Designer Julie Nightingale Balances a Greenwich Couple's Stand-Out Art Collection with Easy Elegance and Practicality

Living room with lucite coffee table

IT’s a common conundrum that most modern-day parents can easily relate to: that moment when a couple realizes that their lives are more about getting their kids to eat their vegetables than getting a table at Per Se. For a couple in Greenwich, the solution on how to merge their sophisticated taste with a kid-friendly environment was found in a surprising place, the hair salon. One of designer Julie Nightingale’s projects was featured in a magazine that her would-be client happened to be flipping through. “I loved the house—every single page. I called her, and we hit it off immediately,” the homeowner says.

The clients, a couple with three young kids (one born while the project was in progress), lived in the house for a couple of years with furniture from a previous home while they figured out what they wanted to do. It was Nightingale’s fresh approach and easy elegance that caught her eye. “The previous owners were very traditional and had a dark color scheme,” says the client. “I wanted it to be cleaner, fresher and brighter, but I didn’t want to be scared for my kids to go into certain rooms.” Once Nightingale was on board, they quickly agreed on a color scheme and the direction the decor would take. “The architecture and scale of her house are quite formal,” Nightingale says. “I didn’t want to remove all of the sophistication and formality, so we kept the decor elegant but still easy and kid-friendly.”

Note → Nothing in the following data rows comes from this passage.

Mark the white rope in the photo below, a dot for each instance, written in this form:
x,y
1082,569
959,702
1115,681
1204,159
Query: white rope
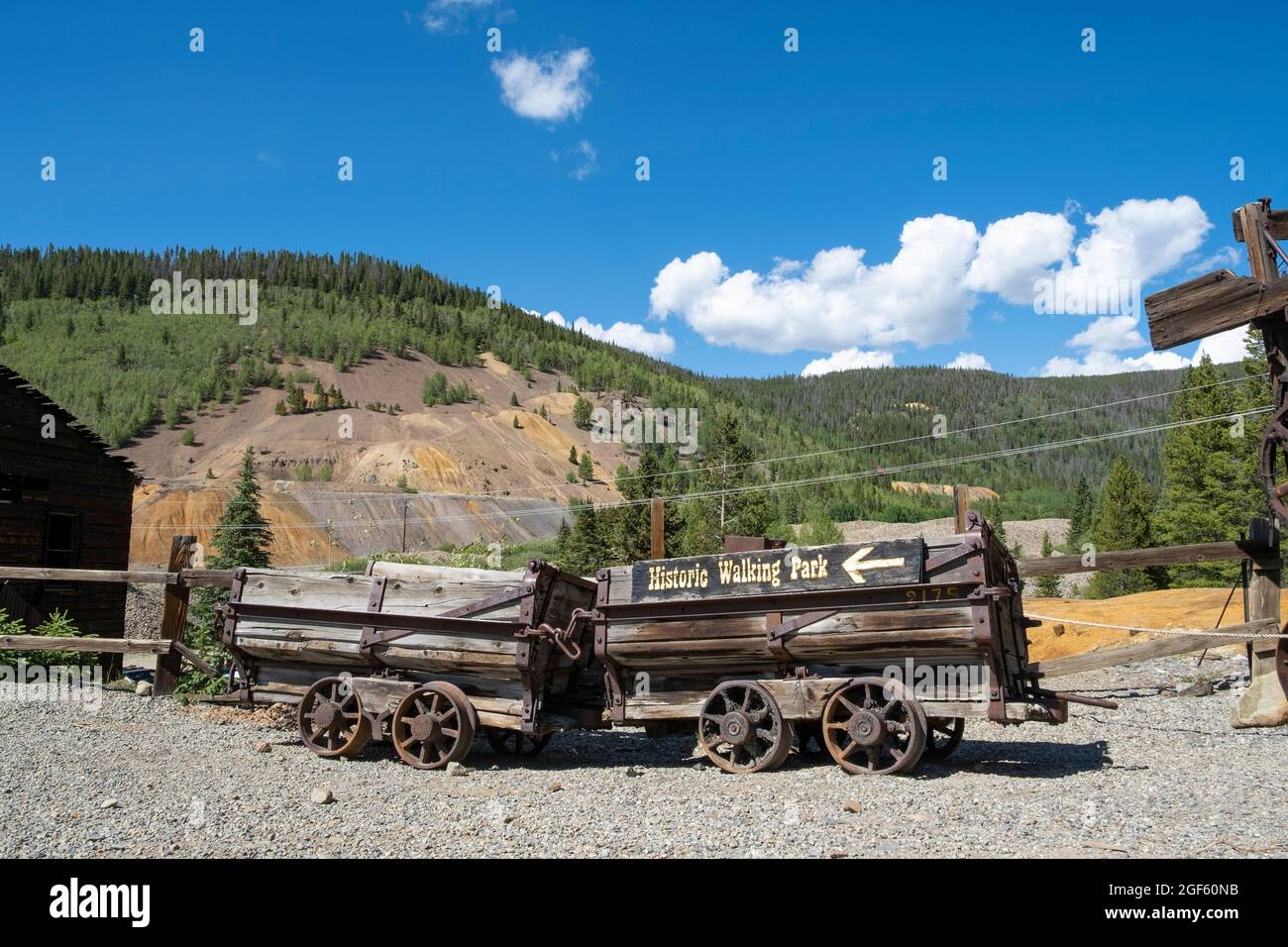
x,y
1206,633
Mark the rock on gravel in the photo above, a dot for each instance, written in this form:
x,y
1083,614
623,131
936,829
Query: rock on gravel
x,y
1153,779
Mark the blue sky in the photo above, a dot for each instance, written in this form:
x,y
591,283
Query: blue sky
x,y
518,167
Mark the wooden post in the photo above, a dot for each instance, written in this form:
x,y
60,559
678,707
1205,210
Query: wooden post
x,y
961,504
657,528
174,618
1263,703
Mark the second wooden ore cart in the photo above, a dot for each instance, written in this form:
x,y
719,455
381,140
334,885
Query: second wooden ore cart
x,y
877,651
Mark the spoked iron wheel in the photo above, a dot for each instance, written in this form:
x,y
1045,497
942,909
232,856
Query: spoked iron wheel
x,y
1273,458
433,725
331,719
741,728
515,744
943,736
868,732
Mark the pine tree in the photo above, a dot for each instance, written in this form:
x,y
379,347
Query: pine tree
x,y
818,528
1206,496
1124,521
1080,515
1048,586
243,536
243,539
588,547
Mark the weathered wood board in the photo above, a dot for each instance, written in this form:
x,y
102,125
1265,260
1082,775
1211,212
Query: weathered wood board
x,y
806,569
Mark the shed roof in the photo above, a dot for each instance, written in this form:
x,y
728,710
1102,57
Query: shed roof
x,y
68,419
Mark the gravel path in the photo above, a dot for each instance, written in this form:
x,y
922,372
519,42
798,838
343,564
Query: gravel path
x,y
1160,776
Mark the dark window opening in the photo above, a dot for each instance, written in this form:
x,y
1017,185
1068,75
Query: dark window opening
x,y
62,540
11,488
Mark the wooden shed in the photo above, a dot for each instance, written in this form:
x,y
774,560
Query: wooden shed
x,y
64,502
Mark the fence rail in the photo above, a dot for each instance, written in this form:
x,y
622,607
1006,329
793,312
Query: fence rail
x,y
1109,561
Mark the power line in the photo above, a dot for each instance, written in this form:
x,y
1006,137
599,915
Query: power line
x,y
511,491
804,482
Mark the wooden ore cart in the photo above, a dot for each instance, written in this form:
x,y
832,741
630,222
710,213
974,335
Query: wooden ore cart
x,y
877,651
424,656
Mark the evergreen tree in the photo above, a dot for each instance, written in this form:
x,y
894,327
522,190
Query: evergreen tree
x,y
243,536
1124,521
243,539
588,547
1207,495
1080,515
295,401
818,528
1048,586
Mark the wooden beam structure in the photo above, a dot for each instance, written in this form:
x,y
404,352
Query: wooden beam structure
x,y
1210,304
1220,302
1138,558
1163,646
191,579
89,646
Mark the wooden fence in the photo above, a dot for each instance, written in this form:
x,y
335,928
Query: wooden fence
x,y
1261,552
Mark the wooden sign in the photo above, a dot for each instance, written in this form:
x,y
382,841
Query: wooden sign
x,y
806,569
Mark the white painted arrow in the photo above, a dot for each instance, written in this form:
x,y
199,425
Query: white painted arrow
x,y
857,564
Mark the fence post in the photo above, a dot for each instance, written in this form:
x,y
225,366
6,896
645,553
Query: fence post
x,y
657,528
174,618
1263,703
961,504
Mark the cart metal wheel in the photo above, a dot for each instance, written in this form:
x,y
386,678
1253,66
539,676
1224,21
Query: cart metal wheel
x,y
331,719
433,725
741,728
943,736
514,742
868,732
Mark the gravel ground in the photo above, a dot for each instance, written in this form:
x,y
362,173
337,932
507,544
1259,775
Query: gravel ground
x,y
143,607
1160,776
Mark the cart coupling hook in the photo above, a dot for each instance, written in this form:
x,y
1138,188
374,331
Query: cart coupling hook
x,y
565,638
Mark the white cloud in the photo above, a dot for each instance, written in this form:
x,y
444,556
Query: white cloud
x,y
1224,347
629,335
925,294
1102,342
970,360
552,88
846,360
1223,260
1016,252
585,155
1127,247
1111,364
454,16
1109,334
832,303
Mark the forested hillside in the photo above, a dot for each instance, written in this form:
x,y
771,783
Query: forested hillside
x,y
77,324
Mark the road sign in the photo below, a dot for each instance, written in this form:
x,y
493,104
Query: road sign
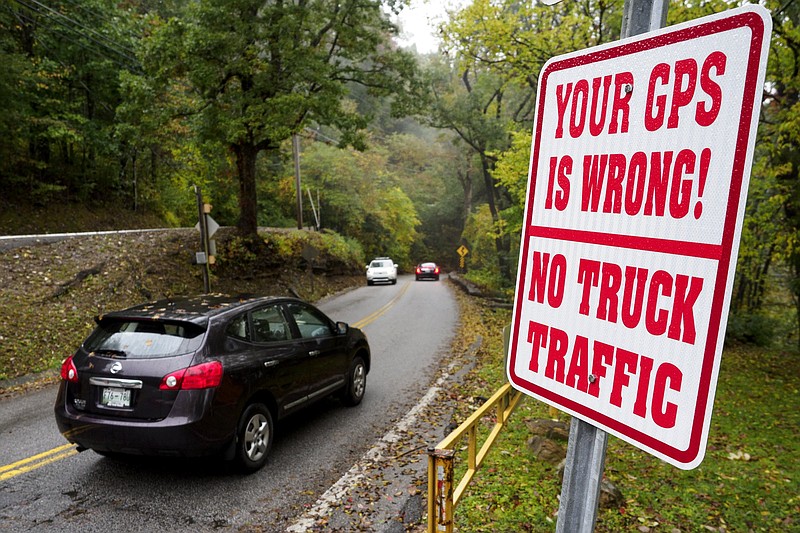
x,y
640,164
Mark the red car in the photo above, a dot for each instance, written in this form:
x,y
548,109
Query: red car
x,y
427,271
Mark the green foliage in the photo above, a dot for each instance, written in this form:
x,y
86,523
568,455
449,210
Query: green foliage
x,y
750,328
249,75
359,198
745,482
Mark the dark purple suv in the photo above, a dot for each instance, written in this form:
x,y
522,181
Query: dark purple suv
x,y
205,375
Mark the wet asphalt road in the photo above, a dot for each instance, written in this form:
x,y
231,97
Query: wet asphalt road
x,y
410,327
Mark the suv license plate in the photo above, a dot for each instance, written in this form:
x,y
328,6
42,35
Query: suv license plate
x,y
116,397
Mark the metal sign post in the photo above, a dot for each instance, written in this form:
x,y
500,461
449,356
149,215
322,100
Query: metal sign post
x,y
586,450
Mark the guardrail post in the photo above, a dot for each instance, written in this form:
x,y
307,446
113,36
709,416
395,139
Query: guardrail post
x,y
440,497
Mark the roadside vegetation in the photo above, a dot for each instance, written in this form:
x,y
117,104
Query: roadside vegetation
x,y
50,293
115,111
748,481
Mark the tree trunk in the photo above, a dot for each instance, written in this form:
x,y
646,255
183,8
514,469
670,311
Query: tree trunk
x,y
502,243
248,202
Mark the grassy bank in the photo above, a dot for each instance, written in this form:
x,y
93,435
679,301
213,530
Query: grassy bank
x,y
748,480
50,293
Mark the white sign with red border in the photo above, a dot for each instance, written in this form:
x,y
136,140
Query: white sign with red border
x,y
640,164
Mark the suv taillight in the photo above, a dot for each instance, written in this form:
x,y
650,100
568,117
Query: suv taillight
x,y
68,370
203,376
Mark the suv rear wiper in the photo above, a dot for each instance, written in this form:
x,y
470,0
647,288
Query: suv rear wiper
x,y
111,352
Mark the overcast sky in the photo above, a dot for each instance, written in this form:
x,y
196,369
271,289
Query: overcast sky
x,y
418,22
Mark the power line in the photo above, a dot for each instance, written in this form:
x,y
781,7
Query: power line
x,y
122,56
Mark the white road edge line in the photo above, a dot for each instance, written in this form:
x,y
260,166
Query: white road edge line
x,y
339,490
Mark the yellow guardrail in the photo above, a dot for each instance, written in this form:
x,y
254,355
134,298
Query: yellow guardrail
x,y
442,497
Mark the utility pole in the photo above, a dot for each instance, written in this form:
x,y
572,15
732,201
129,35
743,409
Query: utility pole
x,y
298,189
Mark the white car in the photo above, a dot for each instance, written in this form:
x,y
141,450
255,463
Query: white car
x,y
381,270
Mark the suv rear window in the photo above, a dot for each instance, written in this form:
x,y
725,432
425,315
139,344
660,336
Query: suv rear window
x,y
144,339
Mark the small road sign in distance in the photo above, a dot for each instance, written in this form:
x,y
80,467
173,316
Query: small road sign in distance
x,y
640,164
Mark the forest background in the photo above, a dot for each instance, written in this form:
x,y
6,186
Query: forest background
x,y
124,106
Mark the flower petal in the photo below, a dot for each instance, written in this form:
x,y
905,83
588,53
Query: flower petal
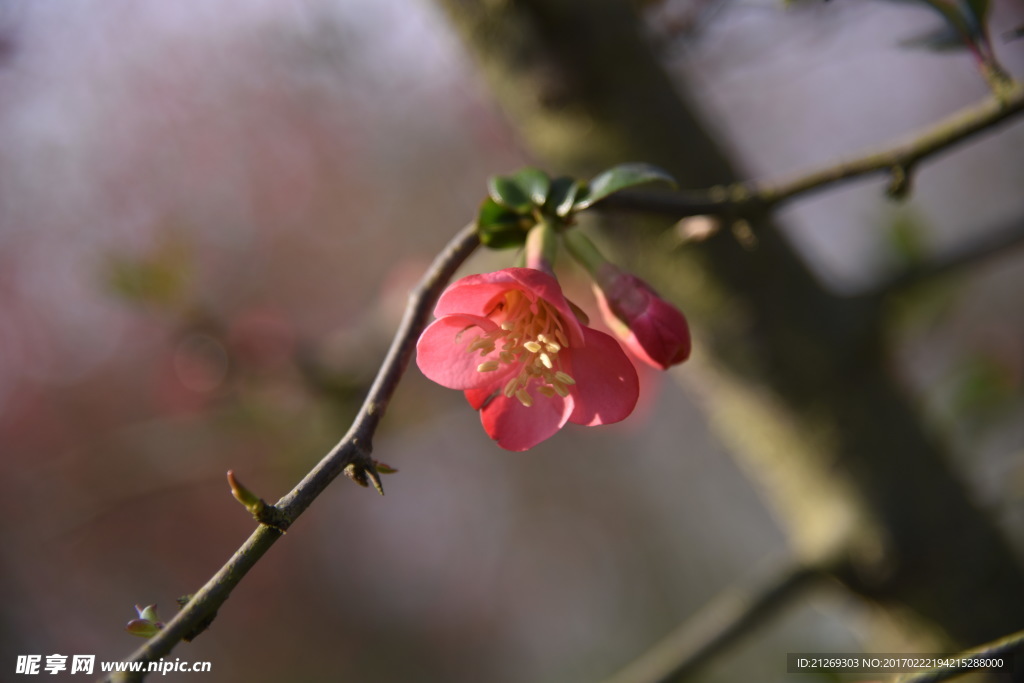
x,y
477,295
516,427
606,386
441,353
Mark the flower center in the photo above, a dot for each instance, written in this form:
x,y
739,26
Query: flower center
x,y
530,336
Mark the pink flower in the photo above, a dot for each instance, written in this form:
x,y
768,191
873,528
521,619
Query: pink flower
x,y
511,342
650,328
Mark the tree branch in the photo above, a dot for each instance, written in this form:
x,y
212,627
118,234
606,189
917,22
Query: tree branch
x,y
352,451
721,624
1011,645
899,161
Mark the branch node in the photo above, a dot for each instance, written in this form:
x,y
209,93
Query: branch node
x,y
257,507
364,471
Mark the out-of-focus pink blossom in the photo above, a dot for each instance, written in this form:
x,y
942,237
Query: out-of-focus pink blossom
x,y
650,328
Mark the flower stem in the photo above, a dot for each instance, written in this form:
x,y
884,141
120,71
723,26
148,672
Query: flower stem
x,y
542,246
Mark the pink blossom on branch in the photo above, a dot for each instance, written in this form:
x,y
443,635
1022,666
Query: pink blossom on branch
x,y
511,342
651,329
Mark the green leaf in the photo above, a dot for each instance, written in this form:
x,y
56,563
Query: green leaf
x,y
501,228
562,195
507,193
534,182
977,11
617,178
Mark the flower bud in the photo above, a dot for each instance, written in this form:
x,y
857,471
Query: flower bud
x,y
651,329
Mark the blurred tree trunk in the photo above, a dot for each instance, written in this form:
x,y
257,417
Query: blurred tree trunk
x,y
799,379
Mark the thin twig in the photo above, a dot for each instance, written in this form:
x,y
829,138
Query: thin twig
x,y
729,616
353,450
899,161
1012,644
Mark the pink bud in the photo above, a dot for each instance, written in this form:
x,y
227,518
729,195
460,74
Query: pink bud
x,y
651,329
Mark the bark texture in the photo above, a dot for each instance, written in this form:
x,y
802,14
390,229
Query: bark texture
x,y
799,378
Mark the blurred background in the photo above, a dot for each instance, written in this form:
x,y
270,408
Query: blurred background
x,y
210,216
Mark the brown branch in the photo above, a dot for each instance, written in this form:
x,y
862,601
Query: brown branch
x,y
351,452
899,161
721,624
1011,645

Design boards done, but not a single piece of furniture ordered, Nightingale—in a rather unconventional approach to her usual process—took her clients on an art-buying mission. “We had an idea of where we were going, but nothing had been ordered yet when we went on an art buying spree, which is what I usually do at the very end,” says the designer. “They have high ceilings and lots of walls, and I knew there was an opportunity there.” 

Designer and clients set out for the Hamptons, where Nightingale’s sister-in-law, Sara, has a gallery—the Sara Nightingale Gallery in Water Mill. “The clients were [relatively new] collectors, but they were amazingly receptive to the conceptual aspect of the art they purchased. They ‘got it’ immediately once we explained the artists’ processes and intent. Their primary goal was to furnish their house with strong, interesting artwork,” notes Sara. “I’m not particularly keen on the name-dropping that so often drives the art market. I want them to react viscerally to the work, rather than being told by their consultant that they need to invest in this or that ‘hot’ artist. I want to teach them how to look at art in general, so they can go out in the world and collect some more!” 

The homeowners ended up with more than 30 pieces by artists such as Ross Watts, Barbara Erdmann and Perry Burns. “It’s fun to push the envelope with more contemporary art in a traditional setting,” notes Julie Nightingale. “A big part of my approach is not to be ‘matchy-matchy.’ If you have amazing artwork, you don’t have to decorate around it, you can decorate to complement it.” 

The designer used pale, cool colors throughout. Layers of subtle grays and creams with pops of muted jewel tones keep the interior elegant without looking stuffy. And like most successful interiors, it’s the mix that makes them shine. The living room, for instance, is a study in textures: grasscloth with subtle shine on the walls, cut glass stools, a bamboo silk ikat rug. Sofas are covered in a spill-resistant coated linen. “They have three young children. It had to have an element of practicality to it,” Nightingale says. It’s just that durability married with an easy sophistication that makes this house a home. “It’s elegant but lively and liveable,” says the client. “I finally feel like it’s my house.” 

A version of this article appeared in the November 2014 issue of Connecticut & Gardens with the headline: Cool, Calm & Collected.